I'm after a means of deep cloning an object graph in a perfomant way. I'm going to have multiple threads cloning a graph extremely quickly such that they can play with some state and throw away the results if they're not interesting, returning to the original to try again.
I'm currently using a deep clone via binary serialization, which although it works, isn't amazingly fast. I've seen other libraries like protobuf, but the classes in my object graph may be defined in external assemblies, inheriting from classes in the main assembly and don't wish to add any complexity in those consuming assemblies if possible.
One of the interesting things I did come across was cloning using automatically generated IL. It seems it's not quite finished and I've posted to see if the author has done any more on it, but I'm guessing not.
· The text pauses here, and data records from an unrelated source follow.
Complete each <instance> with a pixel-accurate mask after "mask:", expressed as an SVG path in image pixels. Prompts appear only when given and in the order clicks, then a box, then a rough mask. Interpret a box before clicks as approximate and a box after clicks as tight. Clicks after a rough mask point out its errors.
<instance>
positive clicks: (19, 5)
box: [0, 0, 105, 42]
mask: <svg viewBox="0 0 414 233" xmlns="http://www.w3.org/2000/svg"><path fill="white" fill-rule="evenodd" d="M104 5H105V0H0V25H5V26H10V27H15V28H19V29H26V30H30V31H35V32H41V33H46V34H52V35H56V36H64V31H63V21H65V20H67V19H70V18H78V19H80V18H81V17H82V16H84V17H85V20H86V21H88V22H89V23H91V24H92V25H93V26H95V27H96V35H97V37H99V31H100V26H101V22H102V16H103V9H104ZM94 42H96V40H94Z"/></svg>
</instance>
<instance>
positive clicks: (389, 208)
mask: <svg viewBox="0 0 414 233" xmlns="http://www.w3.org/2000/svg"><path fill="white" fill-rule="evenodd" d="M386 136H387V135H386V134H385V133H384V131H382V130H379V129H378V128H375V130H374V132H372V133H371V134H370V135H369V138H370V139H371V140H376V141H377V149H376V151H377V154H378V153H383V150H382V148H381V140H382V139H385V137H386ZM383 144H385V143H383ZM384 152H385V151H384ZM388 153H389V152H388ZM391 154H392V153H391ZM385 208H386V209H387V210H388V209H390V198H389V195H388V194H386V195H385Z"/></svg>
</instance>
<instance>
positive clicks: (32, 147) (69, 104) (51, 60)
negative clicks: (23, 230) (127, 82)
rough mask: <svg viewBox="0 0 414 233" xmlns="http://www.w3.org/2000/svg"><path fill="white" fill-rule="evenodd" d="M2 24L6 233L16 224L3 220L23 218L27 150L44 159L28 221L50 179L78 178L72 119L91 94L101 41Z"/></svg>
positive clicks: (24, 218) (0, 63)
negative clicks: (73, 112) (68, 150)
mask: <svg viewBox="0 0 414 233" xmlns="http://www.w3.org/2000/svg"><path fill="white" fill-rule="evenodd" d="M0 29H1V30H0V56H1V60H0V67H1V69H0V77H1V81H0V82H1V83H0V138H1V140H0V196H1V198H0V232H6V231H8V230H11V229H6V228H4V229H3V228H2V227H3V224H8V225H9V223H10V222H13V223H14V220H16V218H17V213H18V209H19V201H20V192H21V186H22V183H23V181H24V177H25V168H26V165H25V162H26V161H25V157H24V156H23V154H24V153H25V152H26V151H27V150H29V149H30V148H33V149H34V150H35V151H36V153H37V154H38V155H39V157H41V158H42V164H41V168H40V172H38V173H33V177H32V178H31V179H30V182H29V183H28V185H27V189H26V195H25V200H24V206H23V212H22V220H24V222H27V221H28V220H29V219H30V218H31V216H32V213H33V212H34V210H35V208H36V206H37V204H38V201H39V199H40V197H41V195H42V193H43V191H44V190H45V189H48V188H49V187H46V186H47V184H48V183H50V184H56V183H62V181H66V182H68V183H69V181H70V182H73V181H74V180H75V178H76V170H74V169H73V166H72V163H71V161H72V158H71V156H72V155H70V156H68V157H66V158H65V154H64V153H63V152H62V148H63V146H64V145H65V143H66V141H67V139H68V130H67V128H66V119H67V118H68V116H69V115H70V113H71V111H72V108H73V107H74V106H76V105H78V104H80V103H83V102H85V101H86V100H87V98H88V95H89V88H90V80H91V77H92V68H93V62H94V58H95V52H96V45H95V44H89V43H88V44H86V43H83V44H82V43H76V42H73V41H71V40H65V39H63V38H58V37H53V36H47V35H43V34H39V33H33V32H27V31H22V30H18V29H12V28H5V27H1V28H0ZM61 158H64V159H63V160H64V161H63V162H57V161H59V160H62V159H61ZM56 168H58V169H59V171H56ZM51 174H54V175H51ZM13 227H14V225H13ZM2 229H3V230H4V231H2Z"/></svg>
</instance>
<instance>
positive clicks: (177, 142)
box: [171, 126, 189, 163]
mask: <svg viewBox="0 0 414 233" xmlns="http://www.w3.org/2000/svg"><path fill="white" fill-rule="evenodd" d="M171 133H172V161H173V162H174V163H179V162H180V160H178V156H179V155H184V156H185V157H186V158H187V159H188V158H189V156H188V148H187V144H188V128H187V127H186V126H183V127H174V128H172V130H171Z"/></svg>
Has anyone else developed or seen a more fully functional way of deep cloning via IL? Or another method that is going to be fast?
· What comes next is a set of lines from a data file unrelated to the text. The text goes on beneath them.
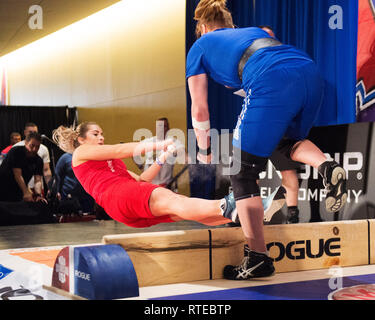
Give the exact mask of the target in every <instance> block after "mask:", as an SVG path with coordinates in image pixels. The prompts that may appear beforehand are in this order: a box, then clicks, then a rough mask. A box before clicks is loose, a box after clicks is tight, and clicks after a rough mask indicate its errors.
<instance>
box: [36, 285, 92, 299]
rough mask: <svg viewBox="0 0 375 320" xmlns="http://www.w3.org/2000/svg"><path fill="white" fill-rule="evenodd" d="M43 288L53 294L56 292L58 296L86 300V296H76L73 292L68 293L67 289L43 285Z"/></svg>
mask: <svg viewBox="0 0 375 320" xmlns="http://www.w3.org/2000/svg"><path fill="white" fill-rule="evenodd" d="M43 289H45V290H47V291H51V292H53V293H55V294H58V295H60V296H63V297H66V298H69V299H71V300H87V299H86V298H83V297H81V296H77V295H75V294H72V293H70V292H68V291H65V290H62V289H59V288H56V287H52V286H47V285H43Z"/></svg>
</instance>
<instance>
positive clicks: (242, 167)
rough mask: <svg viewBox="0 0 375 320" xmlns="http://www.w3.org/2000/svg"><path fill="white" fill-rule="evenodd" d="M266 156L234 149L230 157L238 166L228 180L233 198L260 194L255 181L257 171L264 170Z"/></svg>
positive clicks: (265, 166) (251, 196)
mask: <svg viewBox="0 0 375 320" xmlns="http://www.w3.org/2000/svg"><path fill="white" fill-rule="evenodd" d="M267 160H268V158H263V157H258V156H255V155H252V154H250V153H247V152H245V151H242V150H238V149H237V150H235V151H234V155H233V158H232V161H233V162H236V165H239V166H240V170H239V172H238V173H237V174H235V175H231V177H230V180H231V183H232V188H233V195H234V199H235V200H241V199H246V198H252V197H257V196H260V190H259V186H258V183H257V180H258V179H259V173H260V172H262V171H264V170H265V167H266V164H267Z"/></svg>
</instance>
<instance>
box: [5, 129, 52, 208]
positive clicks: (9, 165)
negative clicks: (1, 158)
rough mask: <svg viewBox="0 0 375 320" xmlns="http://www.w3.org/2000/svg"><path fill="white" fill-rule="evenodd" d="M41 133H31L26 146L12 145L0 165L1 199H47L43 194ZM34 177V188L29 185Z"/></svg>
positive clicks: (5, 200) (25, 141)
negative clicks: (31, 180) (42, 186)
mask: <svg viewBox="0 0 375 320" xmlns="http://www.w3.org/2000/svg"><path fill="white" fill-rule="evenodd" d="M41 140H42V139H41V136H40V134H38V133H36V132H32V133H30V134H29V135H28V136H27V137H26V139H25V145H24V146H18V147H12V148H11V149H10V151H9V152H8V154H7V156H6V158H5V159H4V161H3V162H2V164H1V165H0V201H7V202H18V201H22V200H23V201H28V202H34V201H46V200H45V198H44V197H43V195H42V175H43V160H42V158H41V157H39V156H38V150H39V147H40V142H41ZM32 177H34V183H35V185H34V190H33V191H32V190H31V189H30V188H29V187H28V186H27V184H28V182H29V181H30V179H31V178H32Z"/></svg>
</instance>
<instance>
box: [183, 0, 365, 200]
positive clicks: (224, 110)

Other than serialisation, I only consider three options:
We have some instances of code where we control the binary serialisation so that we can serialise an interned GUID table (we have lots of repeating GUIDs and serialise very large lists over .NET Remoting). It works well for us and we haven't needed a third party serialisation framework, however, it's hand-crafted stuff with a little code-gen.
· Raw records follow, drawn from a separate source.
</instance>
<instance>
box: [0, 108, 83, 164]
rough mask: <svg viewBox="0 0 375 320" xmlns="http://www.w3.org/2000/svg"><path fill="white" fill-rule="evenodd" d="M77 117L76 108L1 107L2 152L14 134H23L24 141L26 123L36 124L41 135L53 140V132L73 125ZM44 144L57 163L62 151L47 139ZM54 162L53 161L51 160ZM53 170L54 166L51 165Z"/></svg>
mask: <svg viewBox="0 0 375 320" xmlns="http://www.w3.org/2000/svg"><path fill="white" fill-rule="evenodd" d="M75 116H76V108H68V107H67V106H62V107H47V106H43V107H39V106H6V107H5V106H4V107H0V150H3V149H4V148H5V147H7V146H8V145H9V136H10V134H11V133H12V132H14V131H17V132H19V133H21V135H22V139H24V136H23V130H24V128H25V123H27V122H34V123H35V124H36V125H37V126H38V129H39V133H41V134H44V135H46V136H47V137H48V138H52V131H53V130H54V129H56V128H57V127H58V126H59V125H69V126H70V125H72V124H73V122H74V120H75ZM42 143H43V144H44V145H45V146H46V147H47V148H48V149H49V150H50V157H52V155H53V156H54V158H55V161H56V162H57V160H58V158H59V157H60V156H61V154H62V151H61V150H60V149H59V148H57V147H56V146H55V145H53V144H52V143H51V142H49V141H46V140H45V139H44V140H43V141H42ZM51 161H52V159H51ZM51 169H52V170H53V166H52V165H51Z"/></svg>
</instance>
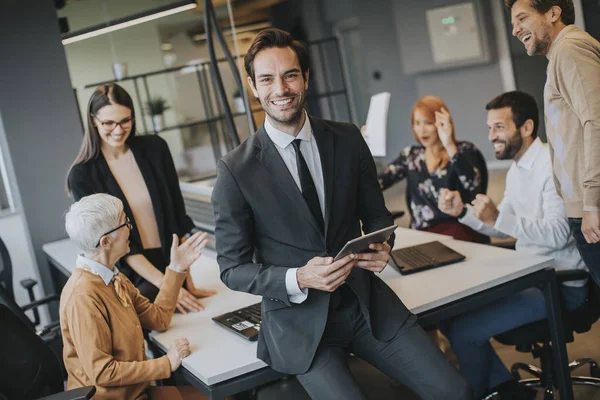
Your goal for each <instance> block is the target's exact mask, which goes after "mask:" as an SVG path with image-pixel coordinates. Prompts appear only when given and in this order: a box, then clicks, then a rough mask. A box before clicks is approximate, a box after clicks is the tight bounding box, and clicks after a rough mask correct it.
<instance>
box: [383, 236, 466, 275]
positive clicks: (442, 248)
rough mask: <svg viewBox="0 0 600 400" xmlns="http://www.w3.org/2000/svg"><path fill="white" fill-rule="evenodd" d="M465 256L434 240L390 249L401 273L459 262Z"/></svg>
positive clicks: (428, 268)
mask: <svg viewBox="0 0 600 400" xmlns="http://www.w3.org/2000/svg"><path fill="white" fill-rule="evenodd" d="M465 258H466V257H465V256H463V255H462V254H460V253H457V252H456V251H454V250H452V249H451V248H449V247H448V246H445V245H443V244H442V243H440V242H438V241H435V242H429V243H423V244H419V245H416V246H411V247H405V248H402V249H397V250H393V251H392V259H393V260H394V262H395V263H396V266H397V267H398V271H399V272H400V273H401V274H402V275H408V274H414V273H415V272H420V271H426V270H428V269H432V268H438V267H442V266H444V265H449V264H455V263H458V262H461V261H463V260H464V259H465Z"/></svg>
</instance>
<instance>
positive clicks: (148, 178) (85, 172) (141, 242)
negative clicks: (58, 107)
mask: <svg viewBox="0 0 600 400" xmlns="http://www.w3.org/2000/svg"><path fill="white" fill-rule="evenodd" d="M128 144H129V146H130V148H131V151H132V152H133V156H134V157H135V161H136V162H137V164H138V167H139V168H140V171H141V173H142V176H143V177H144V181H145V182H146V186H147V187H148V192H149V193H150V199H151V200H152V208H154V214H155V215H156V222H157V224H158V233H159V235H160V242H161V244H162V250H163V255H164V257H165V260H167V262H168V261H169V258H170V249H171V243H172V240H173V237H172V235H173V234H174V233H176V234H177V236H179V237H181V236H183V235H185V234H186V233H189V232H190V231H191V230H192V229H193V228H194V223H193V222H192V219H191V218H190V217H188V216H187V214H186V213H185V205H184V203H183V196H182V195H181V189H180V188H179V178H178V177H177V171H176V170H175V164H174V163H173V157H172V156H171V152H170V151H169V147H168V145H167V142H165V141H164V139H162V138H161V137H160V136H157V135H148V136H135V137H133V138H131V139H130V140H129V142H128ZM68 181H69V186H70V187H71V192H72V193H73V198H74V199H75V200H76V201H77V200H79V199H81V198H82V197H84V196H88V195H90V194H94V193H107V194H110V195H112V196H115V197H117V198H119V199H120V200H121V201H122V202H123V206H124V210H125V213H126V214H127V215H128V216H129V217H130V218H131V222H132V223H133V226H134V228H133V230H132V231H131V235H130V237H129V241H130V245H129V247H130V249H131V251H130V253H129V255H134V254H139V253H141V252H142V251H143V246H142V241H141V239H140V234H139V232H138V230H137V229H136V222H135V221H134V220H133V213H132V212H131V208H130V207H129V202H128V201H127V199H126V198H125V195H124V194H123V191H122V190H121V188H120V187H119V184H118V183H117V181H116V179H115V177H114V176H113V174H112V172H110V168H109V167H108V164H107V163H106V159H105V158H104V156H103V155H102V153H100V156H99V157H98V158H96V159H95V160H92V161H89V162H87V163H85V164H79V165H76V166H74V167H73V169H72V170H71V172H70V173H69V177H68ZM121 260H122V261H120V262H119V268H123V267H125V268H126V269H129V266H127V265H126V263H125V261H124V260H123V258H122V259H121ZM157 267H158V268H161V267H166V265H165V266H157Z"/></svg>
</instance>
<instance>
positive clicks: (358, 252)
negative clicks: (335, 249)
mask: <svg viewBox="0 0 600 400" xmlns="http://www.w3.org/2000/svg"><path fill="white" fill-rule="evenodd" d="M396 228H397V226H396V225H392V226H388V227H387V228H383V229H380V230H378V231H375V232H371V233H369V234H368V235H364V236H361V237H358V238H356V239H352V240H350V241H349V242H348V243H346V244H345V245H344V247H343V248H342V250H340V252H339V253H338V255H337V256H335V260H339V259H340V258H342V257H344V256H347V255H348V254H351V253H354V254H359V253H370V252H372V251H373V250H371V249H369V245H370V244H371V243H383V242H385V241H387V240H388V239H389V238H390V236H392V233H394V231H395V230H396Z"/></svg>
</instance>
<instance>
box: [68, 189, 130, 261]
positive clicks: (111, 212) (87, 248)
mask: <svg viewBox="0 0 600 400" xmlns="http://www.w3.org/2000/svg"><path fill="white" fill-rule="evenodd" d="M122 213H123V202H122V201H121V200H119V199H117V198H116V197H114V196H111V195H108V194H104V193H98V194H92V195H90V196H86V197H83V198H82V199H81V200H79V201H78V202H76V203H73V204H72V205H71V207H70V208H69V210H68V211H67V213H66V215H65V229H66V230H67V234H68V235H69V237H70V238H71V240H73V241H74V242H75V243H76V244H77V246H79V248H80V249H81V250H82V251H83V255H84V256H86V257H91V256H93V255H95V254H96V253H97V252H98V249H97V248H96V244H98V241H99V240H100V238H101V237H102V236H103V235H104V234H105V233H106V232H108V231H110V230H112V229H115V228H116V227H117V226H119V222H120V221H121V214H122ZM111 235H113V237H114V235H116V232H113V233H112V234H111Z"/></svg>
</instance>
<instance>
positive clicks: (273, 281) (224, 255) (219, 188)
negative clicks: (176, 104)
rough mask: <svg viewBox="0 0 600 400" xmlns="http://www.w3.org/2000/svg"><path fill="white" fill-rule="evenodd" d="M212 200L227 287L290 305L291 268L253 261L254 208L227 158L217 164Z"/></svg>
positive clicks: (215, 229)
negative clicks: (288, 280)
mask: <svg viewBox="0 0 600 400" xmlns="http://www.w3.org/2000/svg"><path fill="white" fill-rule="evenodd" d="M217 174H218V178H217V183H216V184H215V188H214V189H213V194H212V203H213V208H214V212H215V239H216V247H217V254H218V255H217V262H218V263H219V268H220V269H221V280H222V281H223V283H225V285H227V287H229V288H230V289H232V290H237V291H241V292H246V293H252V294H256V295H260V296H263V297H265V298H267V299H270V300H275V301H278V302H282V303H284V304H286V305H287V306H290V305H291V304H290V299H289V295H288V292H287V289H286V274H287V271H288V270H289V268H286V267H278V266H275V265H264V264H260V263H255V262H253V259H252V257H253V255H254V249H255V237H254V236H255V232H254V220H253V215H252V210H251V209H250V206H249V205H248V203H247V202H246V199H245V198H244V196H243V194H242V192H241V190H240V188H239V186H238V184H237V182H236V181H235V178H234V177H233V175H232V173H231V171H230V170H229V168H228V167H227V165H226V164H225V163H224V162H223V161H219V163H218V165H217Z"/></svg>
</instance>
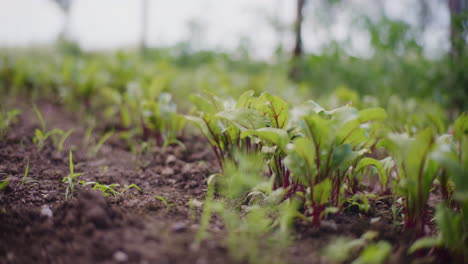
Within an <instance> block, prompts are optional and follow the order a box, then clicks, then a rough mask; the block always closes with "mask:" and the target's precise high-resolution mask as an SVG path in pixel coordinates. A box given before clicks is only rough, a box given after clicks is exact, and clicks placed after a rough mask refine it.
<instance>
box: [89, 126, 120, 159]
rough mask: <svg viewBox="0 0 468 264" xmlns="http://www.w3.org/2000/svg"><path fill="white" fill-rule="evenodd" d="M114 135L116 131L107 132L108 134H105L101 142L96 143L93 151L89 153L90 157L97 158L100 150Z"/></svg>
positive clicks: (91, 150)
mask: <svg viewBox="0 0 468 264" xmlns="http://www.w3.org/2000/svg"><path fill="white" fill-rule="evenodd" d="M113 135H114V131H109V132H107V133H106V134H104V136H102V137H101V138H100V139H99V141H98V142H97V143H96V145H95V146H94V147H93V148H92V149H91V151H90V152H89V155H90V156H92V157H93V156H96V154H97V153H98V152H99V150H100V149H101V147H102V145H104V143H105V142H106V141H107V140H108V139H109V138H111V137H112V136H113Z"/></svg>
The CSLA.NET framework features a class called UndoableBase
that uses reflection to serialise a Hashtable
of property/field values. Used for allowing rollbacks on objects in memory. This might fit with your "returning to original to try again" sentence.
Personally I'd look further into a reflection-based (preferably with emitted IL for better performance) solution, this then allows you to take advantage of class/member attributes for control over the cloning process. If performance is king, this may not cut it.